Ensure first you have a proper TT-Metal installation. (Optional check: python -c "import tt_lib").

vLLM can be install from the TT fork over at https://github.com/tenstorrent/vllm/tree/dev (make sure you're at dev branch).

Please follow the README from vLLM for the latest instructions on how to build vLLM.

Running the vLLM server

To run a vLLM server on a Galaxy system with Llama-3.3-70B you can execute the following command:

VLLM_RPC_TIMEOUT=900000 python examples/server_example_tt.py --model "meta-llama/Llama-3.3-70B-Instruct" --override_tt_config '{"dispatch_core_axis": "col", "sample_on_device_mode": "all", "fabric_config": "FABRIC_1D_RING", "worker_l1_size": 1344544, "trace_region_size": 184915840}' --num_scheduler_steps 30

After the server is up and running you can interact with it by sending prompt files.

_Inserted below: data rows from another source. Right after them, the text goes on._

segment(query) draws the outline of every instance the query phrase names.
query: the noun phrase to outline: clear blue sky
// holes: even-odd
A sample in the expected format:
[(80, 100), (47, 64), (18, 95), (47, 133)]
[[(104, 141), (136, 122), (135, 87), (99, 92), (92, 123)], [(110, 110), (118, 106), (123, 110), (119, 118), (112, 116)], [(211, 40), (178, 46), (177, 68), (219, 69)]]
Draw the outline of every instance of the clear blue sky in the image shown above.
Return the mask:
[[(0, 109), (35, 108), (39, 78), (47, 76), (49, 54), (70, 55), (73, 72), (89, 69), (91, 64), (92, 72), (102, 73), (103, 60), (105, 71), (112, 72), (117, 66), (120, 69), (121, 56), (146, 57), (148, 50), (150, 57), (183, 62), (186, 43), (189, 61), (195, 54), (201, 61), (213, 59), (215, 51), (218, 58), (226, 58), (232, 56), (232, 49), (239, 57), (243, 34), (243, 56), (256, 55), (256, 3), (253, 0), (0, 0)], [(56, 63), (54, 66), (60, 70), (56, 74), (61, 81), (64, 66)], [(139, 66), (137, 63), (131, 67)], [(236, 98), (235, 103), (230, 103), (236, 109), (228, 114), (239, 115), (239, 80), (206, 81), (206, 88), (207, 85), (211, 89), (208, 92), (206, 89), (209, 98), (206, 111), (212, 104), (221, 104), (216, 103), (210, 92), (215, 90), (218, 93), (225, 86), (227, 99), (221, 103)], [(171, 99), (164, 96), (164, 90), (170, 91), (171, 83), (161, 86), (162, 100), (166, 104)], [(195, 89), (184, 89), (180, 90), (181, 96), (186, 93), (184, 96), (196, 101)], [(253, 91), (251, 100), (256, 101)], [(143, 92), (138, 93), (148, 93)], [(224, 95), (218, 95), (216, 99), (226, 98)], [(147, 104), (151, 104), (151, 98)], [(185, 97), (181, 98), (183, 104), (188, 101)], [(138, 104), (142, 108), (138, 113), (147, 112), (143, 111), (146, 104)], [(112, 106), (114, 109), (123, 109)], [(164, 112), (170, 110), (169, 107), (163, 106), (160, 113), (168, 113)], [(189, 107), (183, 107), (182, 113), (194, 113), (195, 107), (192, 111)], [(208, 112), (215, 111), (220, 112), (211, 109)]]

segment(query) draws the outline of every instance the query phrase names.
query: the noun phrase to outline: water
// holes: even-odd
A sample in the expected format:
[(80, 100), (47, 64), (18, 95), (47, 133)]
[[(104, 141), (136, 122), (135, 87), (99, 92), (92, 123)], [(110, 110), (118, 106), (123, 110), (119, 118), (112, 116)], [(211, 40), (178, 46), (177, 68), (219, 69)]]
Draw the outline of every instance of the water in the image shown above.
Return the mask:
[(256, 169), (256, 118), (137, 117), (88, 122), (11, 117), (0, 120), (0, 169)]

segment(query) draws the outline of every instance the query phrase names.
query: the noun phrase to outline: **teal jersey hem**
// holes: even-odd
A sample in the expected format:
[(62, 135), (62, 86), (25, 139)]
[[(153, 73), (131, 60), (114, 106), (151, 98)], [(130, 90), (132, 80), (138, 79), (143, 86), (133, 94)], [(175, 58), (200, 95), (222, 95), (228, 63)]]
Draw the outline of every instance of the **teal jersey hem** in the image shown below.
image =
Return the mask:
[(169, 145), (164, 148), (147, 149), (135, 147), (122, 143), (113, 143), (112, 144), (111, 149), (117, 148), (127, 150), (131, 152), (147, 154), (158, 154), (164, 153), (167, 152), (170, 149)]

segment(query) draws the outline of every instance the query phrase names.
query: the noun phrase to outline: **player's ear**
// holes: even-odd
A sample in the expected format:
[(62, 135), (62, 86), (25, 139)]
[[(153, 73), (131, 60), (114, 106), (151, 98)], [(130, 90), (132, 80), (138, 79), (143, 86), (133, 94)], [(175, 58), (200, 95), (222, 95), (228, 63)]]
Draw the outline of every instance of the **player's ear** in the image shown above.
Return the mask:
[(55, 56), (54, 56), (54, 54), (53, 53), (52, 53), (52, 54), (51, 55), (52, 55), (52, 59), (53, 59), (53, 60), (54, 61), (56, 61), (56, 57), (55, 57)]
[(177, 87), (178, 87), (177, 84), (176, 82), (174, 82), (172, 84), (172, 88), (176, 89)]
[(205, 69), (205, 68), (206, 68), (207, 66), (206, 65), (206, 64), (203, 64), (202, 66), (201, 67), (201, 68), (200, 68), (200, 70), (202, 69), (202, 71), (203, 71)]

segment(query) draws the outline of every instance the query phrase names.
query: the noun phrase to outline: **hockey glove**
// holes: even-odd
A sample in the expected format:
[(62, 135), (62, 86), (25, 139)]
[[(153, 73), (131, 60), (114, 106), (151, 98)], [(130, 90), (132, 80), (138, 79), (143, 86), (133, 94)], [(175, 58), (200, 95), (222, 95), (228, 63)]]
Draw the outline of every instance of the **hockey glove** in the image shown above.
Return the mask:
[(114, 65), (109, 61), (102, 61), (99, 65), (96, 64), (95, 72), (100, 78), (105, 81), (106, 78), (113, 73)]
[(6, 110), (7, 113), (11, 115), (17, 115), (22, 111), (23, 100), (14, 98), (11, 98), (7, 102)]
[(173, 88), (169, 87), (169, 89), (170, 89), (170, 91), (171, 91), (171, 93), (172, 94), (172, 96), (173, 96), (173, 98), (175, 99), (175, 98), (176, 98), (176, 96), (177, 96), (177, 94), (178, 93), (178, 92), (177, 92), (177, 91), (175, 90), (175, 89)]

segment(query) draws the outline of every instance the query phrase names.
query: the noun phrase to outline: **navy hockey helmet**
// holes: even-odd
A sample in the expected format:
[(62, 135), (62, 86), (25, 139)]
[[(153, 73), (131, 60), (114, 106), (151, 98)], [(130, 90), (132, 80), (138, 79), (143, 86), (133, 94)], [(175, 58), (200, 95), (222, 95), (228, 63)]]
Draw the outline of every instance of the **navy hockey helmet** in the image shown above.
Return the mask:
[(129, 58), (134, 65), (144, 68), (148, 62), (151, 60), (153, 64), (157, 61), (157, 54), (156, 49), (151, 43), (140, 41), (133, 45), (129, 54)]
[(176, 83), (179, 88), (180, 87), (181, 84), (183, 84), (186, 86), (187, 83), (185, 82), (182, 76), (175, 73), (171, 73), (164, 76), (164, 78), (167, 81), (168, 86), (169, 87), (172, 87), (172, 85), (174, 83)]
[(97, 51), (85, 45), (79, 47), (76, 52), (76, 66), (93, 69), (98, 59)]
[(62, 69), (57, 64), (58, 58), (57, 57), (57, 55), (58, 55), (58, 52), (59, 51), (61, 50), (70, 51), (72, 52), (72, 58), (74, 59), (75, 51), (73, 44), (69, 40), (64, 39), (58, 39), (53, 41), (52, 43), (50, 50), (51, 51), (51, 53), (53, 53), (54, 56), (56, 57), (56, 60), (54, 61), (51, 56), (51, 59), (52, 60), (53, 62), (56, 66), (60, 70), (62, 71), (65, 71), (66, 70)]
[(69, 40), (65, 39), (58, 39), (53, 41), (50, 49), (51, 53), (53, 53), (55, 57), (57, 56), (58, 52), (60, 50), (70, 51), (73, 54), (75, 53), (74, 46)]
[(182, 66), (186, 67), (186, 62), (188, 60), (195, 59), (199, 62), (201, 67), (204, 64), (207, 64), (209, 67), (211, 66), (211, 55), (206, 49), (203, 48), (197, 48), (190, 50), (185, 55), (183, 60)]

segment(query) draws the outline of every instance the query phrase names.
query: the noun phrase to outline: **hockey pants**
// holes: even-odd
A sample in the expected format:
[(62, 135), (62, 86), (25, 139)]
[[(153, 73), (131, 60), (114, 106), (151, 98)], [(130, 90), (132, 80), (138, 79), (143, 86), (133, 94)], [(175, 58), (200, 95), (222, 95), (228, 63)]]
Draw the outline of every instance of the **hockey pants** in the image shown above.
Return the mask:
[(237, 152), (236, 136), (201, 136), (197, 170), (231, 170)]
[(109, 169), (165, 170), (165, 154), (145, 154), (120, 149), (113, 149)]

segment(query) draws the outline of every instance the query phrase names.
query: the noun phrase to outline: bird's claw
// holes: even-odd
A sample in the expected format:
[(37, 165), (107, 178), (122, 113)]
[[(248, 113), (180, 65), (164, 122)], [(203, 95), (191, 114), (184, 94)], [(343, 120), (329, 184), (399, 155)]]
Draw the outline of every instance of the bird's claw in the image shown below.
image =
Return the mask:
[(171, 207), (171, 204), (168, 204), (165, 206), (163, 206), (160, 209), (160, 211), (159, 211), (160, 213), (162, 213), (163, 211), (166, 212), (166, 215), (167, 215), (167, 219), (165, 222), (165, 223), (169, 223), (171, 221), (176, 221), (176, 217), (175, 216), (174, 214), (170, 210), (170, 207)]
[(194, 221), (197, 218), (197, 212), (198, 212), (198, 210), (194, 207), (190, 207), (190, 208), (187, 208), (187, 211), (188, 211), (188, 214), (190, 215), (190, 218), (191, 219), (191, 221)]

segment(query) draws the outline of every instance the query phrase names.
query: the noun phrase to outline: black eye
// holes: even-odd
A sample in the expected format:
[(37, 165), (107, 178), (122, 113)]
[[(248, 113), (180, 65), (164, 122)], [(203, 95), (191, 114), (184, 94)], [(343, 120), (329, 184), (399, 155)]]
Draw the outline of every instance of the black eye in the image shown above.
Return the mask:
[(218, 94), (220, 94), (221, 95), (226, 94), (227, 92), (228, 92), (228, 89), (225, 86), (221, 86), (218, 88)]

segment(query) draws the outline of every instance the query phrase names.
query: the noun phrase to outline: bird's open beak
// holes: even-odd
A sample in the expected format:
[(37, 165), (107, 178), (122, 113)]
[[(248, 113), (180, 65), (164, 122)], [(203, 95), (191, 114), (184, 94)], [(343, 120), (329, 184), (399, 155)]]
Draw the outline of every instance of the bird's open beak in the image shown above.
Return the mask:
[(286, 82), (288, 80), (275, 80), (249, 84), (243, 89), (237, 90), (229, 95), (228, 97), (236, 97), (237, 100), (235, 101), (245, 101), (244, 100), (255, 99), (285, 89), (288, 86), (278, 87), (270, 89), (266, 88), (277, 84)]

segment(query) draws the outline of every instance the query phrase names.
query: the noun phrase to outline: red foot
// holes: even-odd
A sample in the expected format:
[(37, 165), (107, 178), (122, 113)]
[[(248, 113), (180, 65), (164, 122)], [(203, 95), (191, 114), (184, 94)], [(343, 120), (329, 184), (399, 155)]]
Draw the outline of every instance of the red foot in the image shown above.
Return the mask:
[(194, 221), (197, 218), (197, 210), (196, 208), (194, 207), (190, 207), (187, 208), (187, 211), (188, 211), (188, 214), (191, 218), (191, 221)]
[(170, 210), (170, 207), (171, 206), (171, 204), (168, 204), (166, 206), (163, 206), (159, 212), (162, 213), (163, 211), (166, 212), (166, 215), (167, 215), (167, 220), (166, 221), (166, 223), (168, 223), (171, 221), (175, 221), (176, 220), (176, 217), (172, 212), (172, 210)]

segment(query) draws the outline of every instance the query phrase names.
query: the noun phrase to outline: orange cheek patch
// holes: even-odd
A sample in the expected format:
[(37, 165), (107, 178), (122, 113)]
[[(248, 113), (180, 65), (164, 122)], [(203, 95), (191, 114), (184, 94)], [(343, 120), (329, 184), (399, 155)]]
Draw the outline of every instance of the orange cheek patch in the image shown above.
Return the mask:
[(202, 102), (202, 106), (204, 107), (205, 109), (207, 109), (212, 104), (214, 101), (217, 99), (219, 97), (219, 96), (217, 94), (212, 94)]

For convenience you can use the official tt-inference-server and run the following command:

export HF_MODEL_REPO_ID='meta-llama/Llama-3.3-70B-Instruct'

cd tt-inference-server/vllm-tt-metal-llama3/src
python example_requests_client.py --num_concurrent 32 --prompt_json_path "vllm_server_prompts.json"

You can find an example server_prompts file in tt-metal at models/demos/llama3_70b_galaxy/demo/sample_prompts/vllm_server_prompts.json.